Overview

For more than four decades, Haim Steinbach has explored the psychological, aesthetic, cultural and ritualistic aspects of collecting and arranging already existing objects. His work engages the concept of “display” as a form that foregrounds objects, raising consciousness of the play of presentation. Steinbach selects and arranges objects – which range from the natural to the ordinary, the artistic to the ethnographic – thereby emphasizing their identities, inherent meanings and associations. An important influence in the growth of post-modern artistic dialogue, Steinbach’s work has radically redefined the status of the object in art.

Works
Biography
Born in Rehovot, Israel in 1944, Haim Steinbach has lived in the United States since 1957. He received a BFA from Pratt Institute in 1968, followed by an MFA from Yale University in Connecticut in 1973.
 
In 2018, Steinbach presented the solo exhibition every single day at Museum Kurhaus Kleve, Germany, which traveled to the Museion Bolzano, South Tyrol, Italy in 2019. Also, in 2018, Steinbach presented zerubbabel, the inaugural exhibition of Magasin III, Jaffa, Israel.

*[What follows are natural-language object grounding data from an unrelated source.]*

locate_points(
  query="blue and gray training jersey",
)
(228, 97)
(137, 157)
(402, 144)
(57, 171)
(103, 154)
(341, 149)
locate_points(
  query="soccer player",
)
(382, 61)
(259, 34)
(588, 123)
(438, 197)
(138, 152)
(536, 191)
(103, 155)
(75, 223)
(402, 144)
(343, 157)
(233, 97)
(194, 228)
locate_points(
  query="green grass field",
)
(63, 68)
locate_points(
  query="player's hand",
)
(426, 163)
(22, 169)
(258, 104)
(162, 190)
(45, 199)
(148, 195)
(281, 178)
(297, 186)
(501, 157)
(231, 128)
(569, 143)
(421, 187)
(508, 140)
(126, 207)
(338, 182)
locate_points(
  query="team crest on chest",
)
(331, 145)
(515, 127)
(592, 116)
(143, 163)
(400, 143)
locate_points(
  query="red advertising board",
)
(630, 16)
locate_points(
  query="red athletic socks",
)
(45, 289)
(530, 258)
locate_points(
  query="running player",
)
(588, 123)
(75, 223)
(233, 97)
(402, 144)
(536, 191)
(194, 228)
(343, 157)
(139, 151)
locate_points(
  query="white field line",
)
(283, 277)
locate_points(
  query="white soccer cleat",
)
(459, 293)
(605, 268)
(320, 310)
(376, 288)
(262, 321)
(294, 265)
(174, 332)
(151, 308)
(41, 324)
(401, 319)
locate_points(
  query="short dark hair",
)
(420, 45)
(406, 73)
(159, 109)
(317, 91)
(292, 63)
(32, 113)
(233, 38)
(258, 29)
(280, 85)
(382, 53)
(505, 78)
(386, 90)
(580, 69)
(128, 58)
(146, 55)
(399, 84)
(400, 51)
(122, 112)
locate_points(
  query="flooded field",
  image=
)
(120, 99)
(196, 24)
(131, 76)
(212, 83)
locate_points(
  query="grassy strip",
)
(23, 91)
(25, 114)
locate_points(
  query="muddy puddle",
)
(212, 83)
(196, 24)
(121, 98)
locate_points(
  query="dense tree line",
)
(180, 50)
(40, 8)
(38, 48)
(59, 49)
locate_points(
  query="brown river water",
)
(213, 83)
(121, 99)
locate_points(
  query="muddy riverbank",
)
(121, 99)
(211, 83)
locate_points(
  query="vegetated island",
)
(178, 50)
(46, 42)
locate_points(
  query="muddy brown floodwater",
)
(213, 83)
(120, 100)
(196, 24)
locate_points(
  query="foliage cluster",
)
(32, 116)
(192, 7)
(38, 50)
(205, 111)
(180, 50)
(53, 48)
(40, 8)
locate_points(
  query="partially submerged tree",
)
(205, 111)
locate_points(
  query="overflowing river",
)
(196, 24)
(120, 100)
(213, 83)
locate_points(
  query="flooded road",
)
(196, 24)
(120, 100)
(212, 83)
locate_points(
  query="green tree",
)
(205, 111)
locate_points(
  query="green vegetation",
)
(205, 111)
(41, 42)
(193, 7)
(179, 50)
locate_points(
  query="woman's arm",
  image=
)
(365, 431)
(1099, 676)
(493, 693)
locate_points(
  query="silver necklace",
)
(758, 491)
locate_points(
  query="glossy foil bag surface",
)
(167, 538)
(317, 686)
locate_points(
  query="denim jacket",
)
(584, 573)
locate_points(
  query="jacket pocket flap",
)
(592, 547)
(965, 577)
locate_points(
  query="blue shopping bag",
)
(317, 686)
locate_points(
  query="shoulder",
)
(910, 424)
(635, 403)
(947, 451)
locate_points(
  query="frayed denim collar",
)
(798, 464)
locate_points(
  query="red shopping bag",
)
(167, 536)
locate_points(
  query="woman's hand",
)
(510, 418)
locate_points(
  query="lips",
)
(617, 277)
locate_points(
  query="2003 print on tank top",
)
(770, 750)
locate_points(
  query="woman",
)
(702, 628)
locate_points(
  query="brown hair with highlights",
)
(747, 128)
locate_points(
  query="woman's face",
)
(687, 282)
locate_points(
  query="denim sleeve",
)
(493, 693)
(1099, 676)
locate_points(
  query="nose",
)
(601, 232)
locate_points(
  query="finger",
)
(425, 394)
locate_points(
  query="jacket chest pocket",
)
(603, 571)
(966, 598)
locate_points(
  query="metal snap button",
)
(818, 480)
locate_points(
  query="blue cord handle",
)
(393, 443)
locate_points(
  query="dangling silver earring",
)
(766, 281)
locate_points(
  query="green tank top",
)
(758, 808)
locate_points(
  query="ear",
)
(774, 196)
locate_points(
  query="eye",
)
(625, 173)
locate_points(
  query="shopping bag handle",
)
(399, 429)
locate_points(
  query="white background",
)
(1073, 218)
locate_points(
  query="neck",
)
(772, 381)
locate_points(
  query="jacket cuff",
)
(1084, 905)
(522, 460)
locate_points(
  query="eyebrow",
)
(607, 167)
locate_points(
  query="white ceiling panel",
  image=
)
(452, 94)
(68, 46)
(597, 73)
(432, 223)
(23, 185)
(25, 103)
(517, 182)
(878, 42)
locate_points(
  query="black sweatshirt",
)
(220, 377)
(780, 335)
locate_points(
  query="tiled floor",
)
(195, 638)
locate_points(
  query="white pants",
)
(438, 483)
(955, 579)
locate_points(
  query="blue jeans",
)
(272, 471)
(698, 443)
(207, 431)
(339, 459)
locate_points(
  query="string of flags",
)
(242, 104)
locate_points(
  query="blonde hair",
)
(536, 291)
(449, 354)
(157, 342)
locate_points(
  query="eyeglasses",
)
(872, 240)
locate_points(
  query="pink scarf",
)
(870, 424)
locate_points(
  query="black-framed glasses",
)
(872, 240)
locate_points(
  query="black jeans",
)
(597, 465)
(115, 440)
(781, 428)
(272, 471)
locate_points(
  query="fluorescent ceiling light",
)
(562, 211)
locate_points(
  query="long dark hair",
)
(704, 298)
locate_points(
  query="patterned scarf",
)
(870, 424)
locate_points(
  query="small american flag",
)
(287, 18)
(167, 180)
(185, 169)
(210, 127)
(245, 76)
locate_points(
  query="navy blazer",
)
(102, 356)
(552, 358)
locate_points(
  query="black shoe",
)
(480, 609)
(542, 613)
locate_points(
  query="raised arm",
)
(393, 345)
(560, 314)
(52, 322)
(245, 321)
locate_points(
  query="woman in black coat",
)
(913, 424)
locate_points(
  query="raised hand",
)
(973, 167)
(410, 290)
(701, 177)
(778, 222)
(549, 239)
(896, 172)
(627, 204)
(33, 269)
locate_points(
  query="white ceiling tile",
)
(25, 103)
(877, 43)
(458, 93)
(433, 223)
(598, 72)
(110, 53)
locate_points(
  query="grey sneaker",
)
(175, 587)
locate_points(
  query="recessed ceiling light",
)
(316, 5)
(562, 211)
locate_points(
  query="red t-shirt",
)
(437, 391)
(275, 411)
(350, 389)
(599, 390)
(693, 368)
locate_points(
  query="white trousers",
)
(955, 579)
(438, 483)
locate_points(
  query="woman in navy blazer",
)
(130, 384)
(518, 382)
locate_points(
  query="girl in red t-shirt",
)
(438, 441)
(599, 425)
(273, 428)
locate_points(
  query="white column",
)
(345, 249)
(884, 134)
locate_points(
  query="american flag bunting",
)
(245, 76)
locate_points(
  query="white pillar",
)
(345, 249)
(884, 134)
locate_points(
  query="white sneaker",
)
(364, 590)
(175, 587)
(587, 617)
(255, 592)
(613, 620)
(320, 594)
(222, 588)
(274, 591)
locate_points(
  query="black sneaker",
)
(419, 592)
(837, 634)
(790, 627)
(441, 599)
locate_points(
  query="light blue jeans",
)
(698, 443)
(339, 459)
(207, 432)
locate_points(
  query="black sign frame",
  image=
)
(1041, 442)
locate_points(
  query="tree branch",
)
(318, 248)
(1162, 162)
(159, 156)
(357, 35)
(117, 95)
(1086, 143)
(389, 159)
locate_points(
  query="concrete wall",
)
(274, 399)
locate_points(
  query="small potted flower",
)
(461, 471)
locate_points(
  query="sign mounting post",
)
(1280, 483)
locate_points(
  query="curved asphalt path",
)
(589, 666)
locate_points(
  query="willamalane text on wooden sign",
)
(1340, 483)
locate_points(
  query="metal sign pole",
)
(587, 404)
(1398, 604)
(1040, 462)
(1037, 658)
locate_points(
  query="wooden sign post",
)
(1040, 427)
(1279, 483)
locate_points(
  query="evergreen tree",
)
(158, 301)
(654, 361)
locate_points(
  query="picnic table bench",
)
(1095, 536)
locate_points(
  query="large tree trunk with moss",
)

In 2013, the Hessel Museum of Art at Bard College in New York mounted a major exhibition of Steinbach’s “Displays,” his site-specific installations since the late 1970s. Entitled once again the world is flat, the exhibition traveled to Kunsthalle Zurich and the Serpentine Gallery, London. Other notable solo exhibitions include The Menil Collection, Houston (2014); Statens Museum fur Kunst, Copenhagen (2013-14); Berkeley Art Museum, UC Berkeley (2005); Museum Moderner Kunst, Vienna (1997); Castello di Rivoli Museo d’Arte Contemporanea, Turin, Italy (1995); Kunsthalle Ritter, Austria (1994); Osmosis at the Guggenheim Museum, New York (with Ettore Spalletti), (1993); no rocks allowed at Witte de With Centre for Contemporary Art, Rotterdam (1992); and CAPC musée d’art contemporain, Bordeaux (1988). His work was presented at the 1997 Venice Biennale as part of the 47th International Art Exhibition curated by Germano Celant, and featured in Documenta IX, Kassel, Germany (1992), curated by Jan Hoet.
 
Steinbach’s work has also been included in important group exhibitions at The Museum of Modern Art, New York; The Museum of Contemporary Art, Chicago; The Hirshhorn Museum, Washington D.C.; Tate Liverpool, Liverpool; Victoria and Albert Museum, London; Palais de Tokyo, Paris; New Museum, New York; Stedelijk Museum, Amsterdam; Museum of Contemporary Art, San Diego; Musée Rodin, Paris; The Jewish Museum, New York; Museo Reina Sofia, Madrid; The Louisiana Museum of Modern Art, Humlebaek, Denmark; and Whitechapel Gallery, London. In 2019, The Museum of Modern Art featured the work hello again (2013) by Steinbach in the inauguration of its new galleries.
 
The artist’s work is represented in the permanent collections of The Museum of Modern Art, New York; The Metropolitan Museum of Art, New York; The Whitney Museum of American Art, New York; The Dallas Museum of Art, Dallas; The Guggenheim Museum, New York; Tate Modern, London; The Museum of Contemporary Art, Los Angeles; Albright Knox Museum, Buffalo, NY; The Carnegie Museum of Art, Pittsburgh; The Hammer Museum, Los Angeles; Stedelijk Museum, Amsterdam; Centre Georges Pompidou, Paris; Israel Museum, Jerusalem; Museum Moderner Kunst, Vienna; and The Museum of Contemporary Art, Chicago.